Monday, 15 April 2013

Why is the bad stuff so easy to believe?

I'm a member of an online critique group, and I received a tough crit this week.  Usually, I take both the rough and the smooth with a generous bucket full of salt. But this crit? Ouch! True or not, it really hurt. It was like getting a boot in the family jewels...not that I have any...but that's beside the point.

Must we spoon feed our readers every little detail? I'm not a fan of BiBo (breathed in, breathed out) detail. It makes for dull reading, imo. I'm writing a book not a movie, for fecksake! That's why the Big G gave us an imagination! Books need an imagination. Movies, love (some of) them though I do, are an effortless form of entertainment. Switch on, zone out. That's it.

Why is it, I wonder that one negative crit has the power to make me question the accuracy of a dozen positive ones? I know it's stupid, but I've never been confident about my writing. Some critters have accused me (in a nice way!) of being falsely modest when I say a chapter is nit-ridden in my author notes. I'm really not. Some days, all I see are the faults.

I don't mind anyone saying 'Hey, take a look at Martha here, She's coming across as a bit wooden.' That wouldn't upset me at all. I'd be damn grateful. But there's a very fine line between brutal honesty and being mean, I think. Personally, I question the ability of any writer who wounds a fellow writer, especially when the injury is unintentional. What does that say about their mastery of words?

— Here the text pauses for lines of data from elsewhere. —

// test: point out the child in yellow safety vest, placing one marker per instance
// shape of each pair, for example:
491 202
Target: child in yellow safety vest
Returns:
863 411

More importantly, what does it say about them as a person?

How did I react? I gritted my teeth and wrote a polite thank you to the person for their time and effort. What else can you do?


  1. Your article resonated with me because a number of these thoughts have been on my mind recently.

    > I received a tough crit this week. My characters are apparently 'flat, 2D, emotionless and unrounded.'

    That's why we get the big bucks. We've got to be tough. Of course, it hurts. It would hurt me too, if I had a heart. Fortunately, ...

    Good for you for your forbearance in responding. Keep in mind, that, just because your critic could not, herself, do it right, does not necessarily mean she was wrong about your writing. I can sometimes hear wrong notes that I could not possibly hit.

    > Must we spoon feed our readers every little detail?

    My girlfriend (who writes novels) and I have discussed this up one side and down the other. It may have been Ed McBain (one of my favorite detective book authors) who advised against describing all the furniture in the room.

    There are two sides (perhaps 2 million sides). No, of course not, you do not need to spoon feed every little detail. On the other hand, I think we have an obligation to keep the reader oriented and entertained. Again, the big bucks.

  2. Thanks, Frank! :)

    It's difficult, isn't it? I'm over it now. Darn egos! We'll never please everyone, never make everyone love us, no matter how much we want them to.

    I'm going to try and focus on the people who DO like my style in future. However, the bad crits are good for me. They stop me becoming complacent.